Sunday, November 24, 2013

Patient choice in NHS going backwards under Cameron, says Labour


Figures reveal decline in use of electronic referral system that allows patients to choose location of an outpatient appointment

Liz Kendall
Liz Kendall, the shadow care minister, said the decline in NHS choose and book appointments highlighted a fundamental flaw in Tory health reforms. Photograph: Richard Gardner / Rex Features/Richard Gardner/Rex Features

Patient choice in the NHS is "going backwards" after new figures showed a decline in the number of people who have chosen where to receive outpatient hospital treatment, the shadow care minister Liz Kendall has said.

Just over half (52%) of NHS outpatient appointments were made through the "choose and book" service in the third quarter of this year, according to figures released in a parliamentary answer to Kendall by the health minister Dan Poulter. This marks a decline on the 57% of such appointments made in the first quarter of 2010 – the last full quarter when Labour was in office. Choose and book is an electronic referral system designed to allow patients to select the date, time and location of an outpatient appointment at a hospital or clinic.

Kendall said the decline in choose and book appointments highlighted a fundamental flaw in the reforms introduced by the former health secretary Andrew Lansley who handed commissioning powers to GPs. Lansley, who was demoted by David Cameron after the furore over his reforms, famously said his approach could be summed up in the phrase – "no decision is made about me, without me".

But Kendall said: "Andrew Lansley claimed it was no decision about me without me. But in fact what he did was fundamentally shift the power to GPs rather than really shifting the power to patients.

"The fundamental flaw in the Tories' reform is that they have failed to realise the ultimate goal has got to be giving more power to patients and families. It is really important that clinicians are leading changes but the goal is patient power, people power. That is the only way you are going to get the big and sustainable changes we need."

Kendall said the Tory approach contrasted with changes introduced by Labour. "Labour gave people a choice over where to have their operation for the first time. We also enshrined the right for patients to make choices about other local services in the NHS constitution. But under David Cameron, patient choice is going backwards. The proportion of people getting outpatient appointments at the hospital of their choice has gone down since 2010."

Jeremy Hunt, who was promoted to the post of health secretary last year with instructions to reassure voters after a collapse in trust under Lansley, is keen to portray himself as the patients' champion. Kendall said Hunt was simply seeking to "airbrush" changes that are occurring anyway.

"The Tories don't want to talk about their reforms any more. Hunt is trying to airbrush what they have really been doing for three and a half years – airbrush it out of history. But in fact we are starting to see the consequences of the changes just as we warned when the bill was going through parliament."

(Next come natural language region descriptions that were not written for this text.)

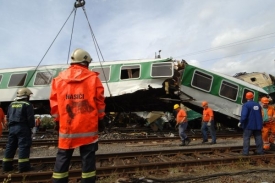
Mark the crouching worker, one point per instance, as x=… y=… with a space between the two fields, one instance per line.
x=268 y=123
x=77 y=102
x=182 y=124
x=20 y=119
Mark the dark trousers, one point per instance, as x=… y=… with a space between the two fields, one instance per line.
x=258 y=141
x=63 y=158
x=19 y=137
x=211 y=129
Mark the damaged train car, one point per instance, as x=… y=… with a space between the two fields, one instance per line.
x=142 y=85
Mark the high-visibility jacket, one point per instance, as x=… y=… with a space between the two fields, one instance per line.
x=77 y=100
x=207 y=114
x=37 y=122
x=2 y=120
x=270 y=113
x=181 y=115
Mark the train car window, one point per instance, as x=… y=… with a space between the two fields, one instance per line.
x=244 y=92
x=130 y=72
x=202 y=81
x=17 y=79
x=229 y=90
x=162 y=70
x=43 y=78
x=104 y=73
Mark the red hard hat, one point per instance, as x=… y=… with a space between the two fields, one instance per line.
x=204 y=103
x=265 y=100
x=249 y=95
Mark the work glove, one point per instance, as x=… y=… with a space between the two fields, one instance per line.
x=239 y=124
x=101 y=125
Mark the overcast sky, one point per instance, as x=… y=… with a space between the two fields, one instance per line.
x=226 y=36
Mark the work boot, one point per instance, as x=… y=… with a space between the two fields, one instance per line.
x=182 y=144
x=187 y=141
x=204 y=141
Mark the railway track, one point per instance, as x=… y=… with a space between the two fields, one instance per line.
x=131 y=162
x=123 y=139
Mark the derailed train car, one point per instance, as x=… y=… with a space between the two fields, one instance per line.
x=141 y=85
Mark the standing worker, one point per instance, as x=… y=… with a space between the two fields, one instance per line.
x=2 y=120
x=252 y=123
x=268 y=114
x=182 y=124
x=20 y=118
x=208 y=123
x=77 y=102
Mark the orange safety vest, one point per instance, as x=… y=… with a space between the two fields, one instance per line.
x=207 y=114
x=270 y=112
x=37 y=122
x=181 y=114
x=2 y=120
x=77 y=100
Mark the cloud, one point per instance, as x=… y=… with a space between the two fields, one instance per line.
x=130 y=29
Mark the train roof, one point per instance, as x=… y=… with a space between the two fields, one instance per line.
x=92 y=64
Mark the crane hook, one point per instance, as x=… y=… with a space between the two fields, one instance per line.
x=79 y=3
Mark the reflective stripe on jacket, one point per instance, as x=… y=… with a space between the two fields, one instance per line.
x=270 y=113
x=181 y=114
x=77 y=97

The shadow minister said recent closures of walk-in centres, established by the last government to provide primary NHS care at the weekends or evenings, highlighted the danger of handing too much power to GPs. Earlier this month Hunt cited the British Medical Association, which said that money had been wasted on urgent care centres located in the wrong places, to say the government was "sorting" a mess left by Labour.

Kendall said: "GPs are responsible for commissioning services. Lo and behold they are not commissioning services like walk-in centres which provide alternatives to GPs. Walk-in centres have flexibility and a range of different services – it is about fitting services around people's lives as they are now. The Tory policy is let's go back to the old family doctor. Well actually people want different kinds of services. They are championing the producer rather than the user."